We believe that a solution to the supply of land for affordable housing can be found by Government recognising that: -

1  The pPlanning authoritiesy should identify a significantly increased land supply to meet demand and need in full and should use specific large scale land releases to procure a full range of house types including starter homes and for affordable housing.

2  When supported by a robust, tested housing needs assessment, a planning authority should be entitled to reserve a proportion of a development site to be made available for affordable housing, to be provided by the developer or another party.

3  Land made available for affordable housing under a Section 75 Agreement should be valued for affordable housing. according to the nature of the development.

4  An independent valuation should be required for the transfer of Land designated for affordable housing, as planning authorities do not have power to require a capital asset to be transferred at no-cost or at less than commercial value.

5  Where land for affordable housing is reserved under a Section 75 Agreement, any arrangement to develop that land must stand separate from the consent for the housing covered by the original planning application.

6  Effective integrated housing development could be achieved through partnerships with Registered Social Landlords or by allowing developers to build an appropriate range of starter homes utilising reduced values for land allocated for affordable housing.

7  Integrated design of all housing elements in a development should be encouraged, as should phased and orderly building programmes.

8  To ensure consistency of practice across Scotland in achieving their objectives, the Scottish Executive should direct rather than guide local authorities on these key aspects of delivering affordable housing effectively.

It is evident that there is a need for guidance to be drawn up with a view to ensuring that a standard approach is applied across Scotland and that house builders know what local authorities can reasonably expect of them.
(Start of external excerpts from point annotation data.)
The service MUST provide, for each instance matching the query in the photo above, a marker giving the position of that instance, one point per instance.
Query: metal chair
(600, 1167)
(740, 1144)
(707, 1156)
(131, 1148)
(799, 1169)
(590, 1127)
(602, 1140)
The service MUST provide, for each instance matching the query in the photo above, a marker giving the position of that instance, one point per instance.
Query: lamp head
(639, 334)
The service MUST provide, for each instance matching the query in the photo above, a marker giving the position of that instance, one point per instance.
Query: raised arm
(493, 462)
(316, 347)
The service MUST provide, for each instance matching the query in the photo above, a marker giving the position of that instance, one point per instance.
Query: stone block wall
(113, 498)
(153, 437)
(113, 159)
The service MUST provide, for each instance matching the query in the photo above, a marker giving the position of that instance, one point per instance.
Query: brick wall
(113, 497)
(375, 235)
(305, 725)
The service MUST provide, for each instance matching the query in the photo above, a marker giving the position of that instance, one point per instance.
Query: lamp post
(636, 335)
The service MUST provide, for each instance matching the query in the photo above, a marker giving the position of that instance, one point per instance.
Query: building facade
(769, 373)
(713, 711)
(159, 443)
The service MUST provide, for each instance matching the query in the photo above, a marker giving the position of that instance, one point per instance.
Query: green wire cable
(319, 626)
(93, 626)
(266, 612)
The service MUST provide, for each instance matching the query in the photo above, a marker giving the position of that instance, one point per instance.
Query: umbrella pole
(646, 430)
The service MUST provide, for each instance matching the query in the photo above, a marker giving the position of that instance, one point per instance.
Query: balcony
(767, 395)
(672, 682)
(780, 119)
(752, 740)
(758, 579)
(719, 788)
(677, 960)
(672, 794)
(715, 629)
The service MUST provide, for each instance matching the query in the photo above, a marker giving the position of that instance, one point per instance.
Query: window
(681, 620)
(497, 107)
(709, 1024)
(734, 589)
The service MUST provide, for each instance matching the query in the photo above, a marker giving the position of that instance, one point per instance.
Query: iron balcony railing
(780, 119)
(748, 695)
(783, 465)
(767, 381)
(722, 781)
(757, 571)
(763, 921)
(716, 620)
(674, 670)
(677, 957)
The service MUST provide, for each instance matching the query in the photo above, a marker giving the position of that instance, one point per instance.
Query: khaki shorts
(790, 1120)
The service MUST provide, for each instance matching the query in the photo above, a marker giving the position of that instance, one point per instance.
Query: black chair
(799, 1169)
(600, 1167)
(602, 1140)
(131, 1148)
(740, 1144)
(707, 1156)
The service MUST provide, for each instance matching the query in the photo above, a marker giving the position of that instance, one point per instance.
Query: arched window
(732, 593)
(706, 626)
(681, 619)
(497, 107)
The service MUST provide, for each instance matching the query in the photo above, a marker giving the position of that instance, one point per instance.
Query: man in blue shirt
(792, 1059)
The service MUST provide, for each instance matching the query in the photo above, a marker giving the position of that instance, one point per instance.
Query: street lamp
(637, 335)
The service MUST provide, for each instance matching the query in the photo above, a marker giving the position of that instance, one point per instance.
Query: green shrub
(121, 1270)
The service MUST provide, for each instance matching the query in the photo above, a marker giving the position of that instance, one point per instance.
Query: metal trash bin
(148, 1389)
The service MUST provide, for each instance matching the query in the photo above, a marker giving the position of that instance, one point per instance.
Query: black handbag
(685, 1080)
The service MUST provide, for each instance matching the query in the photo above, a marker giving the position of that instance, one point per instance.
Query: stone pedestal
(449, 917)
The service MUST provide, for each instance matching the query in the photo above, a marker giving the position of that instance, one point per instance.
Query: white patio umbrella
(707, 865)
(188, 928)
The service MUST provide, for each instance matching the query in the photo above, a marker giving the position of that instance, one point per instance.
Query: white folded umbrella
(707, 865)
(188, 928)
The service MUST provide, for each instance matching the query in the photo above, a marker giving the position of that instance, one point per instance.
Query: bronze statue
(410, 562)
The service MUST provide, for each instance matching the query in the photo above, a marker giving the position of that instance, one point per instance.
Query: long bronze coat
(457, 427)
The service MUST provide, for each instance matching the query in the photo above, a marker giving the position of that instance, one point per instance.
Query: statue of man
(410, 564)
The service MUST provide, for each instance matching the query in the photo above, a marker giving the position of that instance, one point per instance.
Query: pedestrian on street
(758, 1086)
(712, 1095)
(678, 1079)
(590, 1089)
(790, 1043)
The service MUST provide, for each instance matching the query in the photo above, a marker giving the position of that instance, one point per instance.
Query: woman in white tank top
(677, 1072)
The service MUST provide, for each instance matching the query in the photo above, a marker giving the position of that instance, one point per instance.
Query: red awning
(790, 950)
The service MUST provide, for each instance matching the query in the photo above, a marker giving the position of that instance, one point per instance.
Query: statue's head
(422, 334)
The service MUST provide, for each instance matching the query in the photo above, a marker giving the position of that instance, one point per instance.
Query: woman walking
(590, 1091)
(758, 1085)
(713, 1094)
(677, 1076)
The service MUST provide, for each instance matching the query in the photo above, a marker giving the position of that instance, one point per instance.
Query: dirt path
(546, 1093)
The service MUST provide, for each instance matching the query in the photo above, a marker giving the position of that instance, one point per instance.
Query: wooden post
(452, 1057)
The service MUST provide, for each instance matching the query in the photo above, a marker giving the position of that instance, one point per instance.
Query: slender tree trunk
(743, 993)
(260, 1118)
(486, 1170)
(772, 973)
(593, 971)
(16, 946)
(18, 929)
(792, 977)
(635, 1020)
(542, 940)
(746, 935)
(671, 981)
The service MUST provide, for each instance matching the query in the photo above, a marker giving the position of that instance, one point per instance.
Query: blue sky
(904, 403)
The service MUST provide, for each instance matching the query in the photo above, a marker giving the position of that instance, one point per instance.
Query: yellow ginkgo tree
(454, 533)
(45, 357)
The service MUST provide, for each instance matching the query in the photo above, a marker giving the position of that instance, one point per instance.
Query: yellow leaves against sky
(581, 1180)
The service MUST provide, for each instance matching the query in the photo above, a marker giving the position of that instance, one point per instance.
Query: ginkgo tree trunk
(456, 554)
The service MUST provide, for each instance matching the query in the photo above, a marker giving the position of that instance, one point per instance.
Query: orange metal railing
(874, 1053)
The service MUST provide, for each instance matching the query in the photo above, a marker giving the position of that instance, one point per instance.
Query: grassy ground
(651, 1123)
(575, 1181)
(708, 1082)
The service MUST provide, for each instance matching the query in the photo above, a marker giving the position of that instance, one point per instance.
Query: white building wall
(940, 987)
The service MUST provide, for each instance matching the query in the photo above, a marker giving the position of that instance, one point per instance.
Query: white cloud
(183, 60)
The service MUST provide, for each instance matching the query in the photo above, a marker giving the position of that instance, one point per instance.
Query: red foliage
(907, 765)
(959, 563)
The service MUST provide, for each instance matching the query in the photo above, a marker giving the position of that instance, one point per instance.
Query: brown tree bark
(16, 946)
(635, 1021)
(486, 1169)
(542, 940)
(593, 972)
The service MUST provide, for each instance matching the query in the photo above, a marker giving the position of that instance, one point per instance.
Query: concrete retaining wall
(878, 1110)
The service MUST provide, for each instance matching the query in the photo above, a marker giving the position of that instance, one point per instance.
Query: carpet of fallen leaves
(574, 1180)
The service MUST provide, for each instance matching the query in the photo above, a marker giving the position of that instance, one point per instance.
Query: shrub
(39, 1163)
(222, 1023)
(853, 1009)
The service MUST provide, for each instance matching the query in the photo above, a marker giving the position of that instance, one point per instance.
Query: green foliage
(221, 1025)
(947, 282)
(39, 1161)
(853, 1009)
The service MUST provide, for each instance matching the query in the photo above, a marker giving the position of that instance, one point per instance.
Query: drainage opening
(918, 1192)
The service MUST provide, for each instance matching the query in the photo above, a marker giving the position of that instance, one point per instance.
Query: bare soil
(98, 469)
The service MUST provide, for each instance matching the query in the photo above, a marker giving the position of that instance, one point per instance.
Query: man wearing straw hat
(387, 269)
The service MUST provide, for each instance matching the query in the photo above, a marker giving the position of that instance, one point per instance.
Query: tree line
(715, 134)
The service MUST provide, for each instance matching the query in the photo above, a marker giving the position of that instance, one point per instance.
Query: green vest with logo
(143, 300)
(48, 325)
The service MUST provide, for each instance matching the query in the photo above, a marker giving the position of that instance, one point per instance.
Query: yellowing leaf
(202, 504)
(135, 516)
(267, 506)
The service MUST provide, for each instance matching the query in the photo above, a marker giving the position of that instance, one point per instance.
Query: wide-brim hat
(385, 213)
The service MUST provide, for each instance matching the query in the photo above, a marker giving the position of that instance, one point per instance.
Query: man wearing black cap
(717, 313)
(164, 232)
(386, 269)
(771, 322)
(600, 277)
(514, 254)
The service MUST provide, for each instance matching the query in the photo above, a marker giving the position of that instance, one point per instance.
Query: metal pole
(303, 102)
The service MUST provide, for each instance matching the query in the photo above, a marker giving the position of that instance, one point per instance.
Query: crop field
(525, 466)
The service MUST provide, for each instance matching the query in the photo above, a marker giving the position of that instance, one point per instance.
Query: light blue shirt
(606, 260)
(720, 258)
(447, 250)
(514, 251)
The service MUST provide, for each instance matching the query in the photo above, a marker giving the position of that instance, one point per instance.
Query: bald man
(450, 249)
It is equally evident, given the fact that all concerned are very largely dependent on the private house building industry for the provision of affordable housing, that the industry should be involved with representatives of the Scottish Executive, local authorities and Communities Scotland in the drafting of the required guidance. To that end Homes for Scotland is encouraged by the willingness of the Scottish Executive to engage with Homes for Scotland in these matters.

The provision of affordable housing is not simply a planning matter. Housing finance also comes into the equation. Homes for Scotland has noted that, because of restrictions on the finance available, the provision of affordable housing by registered social landlords will be confined to a few priority areas identified by Communities Scotland. Outwith the priority areas affordable housing should encompass low cost market, or subsidised, housing irrespective of tenure.

Demand side issues in Scotland

Homes for Scotland has noted with interest the view that the problems in England and Wales relate in the main to supply side issues. While uncertainty over supply causes major difficulties in Scotland there are parts of the country where demand side issues cloud the debate.

In pressurised housing markets an unresolved debate about “exporting” demand is used by planning authorities to delay supply side decisions. For example in Edinburgh (which faces house price inflation similar to the South-east of England) and the Lothians there is a considerable debate about the extent to which demand should be “exported” to the northern part of the Scottish Borders area, into Central Scotland or north of the Forth Estuary into Fife. This inconclusive debate is used to frustrate supply side decisions. A similar situation exists in the Aberdeen area.